Occupy Wall Street Influenced the Debate, A Little
The tact has largely worked, but in surprising ways. It has pitted Republicans against themselves, causing mixed messages to come out of a party known for its uniformity of purpose and thought. Witness Senate Minority Leader Mitch McConnell, R-Ken., fails to get members of his own caucus behind a Republican answer to the payroll tax bill. Watch, as House Speaker John Boehner, R-Ohio, resorts to lacing Republican pet projects into a payroll tax bill that is still reportedly disdained by a broad swath of his caucus.
Republicans' insistence on defending low marginal rates for top earners is starting to become an albatross around the party's neck. A recent Pew Research Center analysis has shown the Tea Party's platform is cannibalizing its support. Dems likely feel they've got Republicans against the ropes, as voters are starting to show a floor to how low they're willing to allow cuts without revenue increases.
California, New York Tax Discussions: Indicative of a Trend?
But Obama is not necessarily leading the charge. In a bicoastal push, Democratic governors in New York and California are both mulling changes to their states' tax structure that would ease the burden of middle class families at the expense of the higher income earners. Their work banks on the belief that most voters are willing to disassociate high earners with "job creators," in exchange for sustained or improved government services.
In California, a glut of ballot initiatives will likely land on November 2012's general election ballot. The battery of possible legislation includes an expansion of the sales tax to services, while reducing taxes on people and corporations. Gov. Jerry Brown is pushing his own income tax surcharge on top earners -- particularly the 1 percent.
The posturing is supported by data. According to a Los Angeles Times and University of Southern California survey, 64 percent of respondents expressed a willingness to pay more in taxes if they went towards classic government services such as education.
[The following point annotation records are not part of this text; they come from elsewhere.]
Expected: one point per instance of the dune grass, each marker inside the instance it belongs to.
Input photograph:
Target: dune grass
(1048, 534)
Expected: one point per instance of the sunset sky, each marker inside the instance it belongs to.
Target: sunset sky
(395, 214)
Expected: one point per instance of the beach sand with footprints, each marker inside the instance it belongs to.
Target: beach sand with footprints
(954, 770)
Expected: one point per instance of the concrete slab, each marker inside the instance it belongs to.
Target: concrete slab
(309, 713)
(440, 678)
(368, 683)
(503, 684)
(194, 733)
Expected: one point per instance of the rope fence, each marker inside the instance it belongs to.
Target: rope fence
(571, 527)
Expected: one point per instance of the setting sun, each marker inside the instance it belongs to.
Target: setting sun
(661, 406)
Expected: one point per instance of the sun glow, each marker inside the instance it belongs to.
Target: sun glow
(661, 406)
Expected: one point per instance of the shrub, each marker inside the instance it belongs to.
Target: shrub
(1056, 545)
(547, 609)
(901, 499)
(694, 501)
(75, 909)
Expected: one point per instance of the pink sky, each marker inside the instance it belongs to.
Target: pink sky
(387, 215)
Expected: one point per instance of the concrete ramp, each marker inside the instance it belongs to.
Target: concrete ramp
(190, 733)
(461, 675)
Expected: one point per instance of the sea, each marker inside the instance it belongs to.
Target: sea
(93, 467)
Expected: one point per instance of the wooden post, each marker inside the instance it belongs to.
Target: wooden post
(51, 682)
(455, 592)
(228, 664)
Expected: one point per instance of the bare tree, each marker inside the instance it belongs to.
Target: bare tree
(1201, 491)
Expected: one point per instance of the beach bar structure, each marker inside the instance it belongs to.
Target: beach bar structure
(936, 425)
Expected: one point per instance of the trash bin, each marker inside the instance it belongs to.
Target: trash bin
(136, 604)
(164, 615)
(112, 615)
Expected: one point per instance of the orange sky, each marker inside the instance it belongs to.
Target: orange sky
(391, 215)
In New York, a deal struck by Gov. Andrew Cuomo and legislative leaders in both houses in Albany would lower income taxes for middle class New Yorkers while increasing the rate on higher earners.
"While I am against higher taxes, and I believe our long-term economic future for this state is enhanced by in fact lowering taxes to make us more competitive, to deal with this emergency, short-term, we do need additional revenue," Cuomo said. "If I were to close the entire gap by budget cuts, it would decimate essential services, doing real harm to the state's economy and strangling local governments all across this state."
Cuomo, much like Obama, is dealing with a politically divided legislature. Yet over the course of some time, even the sheepishly red Republicans that control the New York State Senate came around to raising taxes on the rich.
"This comprehensive plan will reduce the tax rate for middle-class families to their lowest levels in more than 50 years, create thousands of new private sector jobs and begin to turn our economy around," said State Senate Majority Leader Dean Skelos.
The move is particularly startling for Cuomo, who was elected on the steadfast promise to balance the State's fiscal books through cuts in admittedly generous state spending. But his change of heart was cemented after conducting an in-house poll on how palatable tax increases were to voters, according to The Wall Street Journal.
Clearly, the results were shown in the Cuomo's quick 180 and subsequent push for a deal. Congressional Democrats, emboldened, will look to take the New York governor's tactics to the national stage.